- DVD cover

Japanese name
- Kanji: 座頭市の歌が聞える
- Revised Hepburn: Zatōichi no uta ga kikoeru
- Directed by: Tokuzō Tanaka
- Written by: Hajime Takaiwa
- Based on: Zatoichi by Kan Shimozawa
- Produced by: Ikuo Kubodera
- Starring: Shintaro Katsu Jun Hamamura Mayumi Ogawa Kei Satō
- Cinematography: Kazuo Miyagawa
- Edited by: Kanji Suganuma
- Music by: Akira Ifukube
- Production company: Daiei Studios
- Release date: 3 May 1966 (Japan);
- Running time: 83 minutes
- Country: Japan
- Language: Japanese

= Zatoichi's Vengeance =

Zatoichi's Vengeance (座頭市の歌が聞える, Zatōichi no uta ga kikoeru) is a 1966 Japanese chambara film directed by Tokuzō Tanaka and starring Shintaro Katsu as the blind masseur Zatoichi. It was originally released by the Daiei Motion Picture Company (later acquired by Kadokawa Pictures).

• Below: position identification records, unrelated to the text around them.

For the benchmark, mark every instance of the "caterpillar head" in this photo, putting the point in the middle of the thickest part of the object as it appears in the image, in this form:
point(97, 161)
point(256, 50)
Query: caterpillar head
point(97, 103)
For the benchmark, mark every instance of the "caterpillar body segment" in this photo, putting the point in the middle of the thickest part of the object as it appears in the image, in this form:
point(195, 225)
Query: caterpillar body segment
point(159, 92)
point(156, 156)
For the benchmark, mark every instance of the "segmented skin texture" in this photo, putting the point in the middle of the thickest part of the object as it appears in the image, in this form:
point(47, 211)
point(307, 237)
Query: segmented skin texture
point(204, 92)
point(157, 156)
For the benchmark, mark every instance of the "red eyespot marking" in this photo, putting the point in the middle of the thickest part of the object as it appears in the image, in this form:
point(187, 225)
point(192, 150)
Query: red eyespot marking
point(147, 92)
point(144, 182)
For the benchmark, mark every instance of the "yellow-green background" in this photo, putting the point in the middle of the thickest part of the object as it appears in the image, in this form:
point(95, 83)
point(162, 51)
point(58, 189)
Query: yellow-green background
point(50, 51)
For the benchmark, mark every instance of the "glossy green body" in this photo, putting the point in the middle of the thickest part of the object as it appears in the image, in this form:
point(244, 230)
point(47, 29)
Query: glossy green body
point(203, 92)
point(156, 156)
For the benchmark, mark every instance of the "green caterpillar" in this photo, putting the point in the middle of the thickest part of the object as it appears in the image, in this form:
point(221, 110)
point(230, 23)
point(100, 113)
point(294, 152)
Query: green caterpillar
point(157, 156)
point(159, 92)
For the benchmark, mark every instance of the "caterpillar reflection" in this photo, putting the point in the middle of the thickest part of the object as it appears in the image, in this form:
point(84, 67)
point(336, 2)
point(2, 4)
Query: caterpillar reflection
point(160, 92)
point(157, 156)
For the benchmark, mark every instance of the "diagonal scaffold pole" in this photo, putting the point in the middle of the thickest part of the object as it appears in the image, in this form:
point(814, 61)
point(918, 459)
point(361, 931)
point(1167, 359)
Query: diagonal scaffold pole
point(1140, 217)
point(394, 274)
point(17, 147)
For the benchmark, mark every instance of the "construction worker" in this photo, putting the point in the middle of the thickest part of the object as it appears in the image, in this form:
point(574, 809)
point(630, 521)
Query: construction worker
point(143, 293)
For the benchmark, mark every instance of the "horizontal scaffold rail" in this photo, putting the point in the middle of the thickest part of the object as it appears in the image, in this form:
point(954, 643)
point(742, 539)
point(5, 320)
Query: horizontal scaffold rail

Zatoichi's Vengeance is the thirteenth episode in the 26-part film series devoted to the character of Zatoichi.

==Plot==

Traveling on the road, Zatoichi (Katsu) encounters a dying man who gives him a bag full of money and the name "Taichi". Traveling on, he makes the acquaintance of a blind biwa-playing priest. The two travel to a town that is having their annual thunder drum festival. The town is under the domination of a Yakuza boss who extorts from the people.

==Cast==
- Shintaro Katsu as Zatoichi
- Shigeru Amachi as Kurobe
- Jun Hamamura as blind priest
- Gen Kimura as Tamekichi
- Koichi Mizuhara as Joshuya
- Mayumi Ogawa as Ocho/Oshino
- Kei Satō as Boss Gonzo

==Production==
- Yoshinobu Nishioka - Art director

==Reception==
In a contemporary review, "Chie." of Variety praised the film, noting "superlative camerawork" of Kazuo Miyagawa and compared the Zatoichi series to the James Bond film series, noting its "coolness and sense of fun". "Chie." noted a highlight to be the film's finale with its battle on the bridge as being "splendidly photographed".

From a retrospective review, J. Doyle Wallis, in a review for DVD Talk, wrote that "Zatoichi's Vengeance displays one of the most interesting aspects of Zatoichi as a character."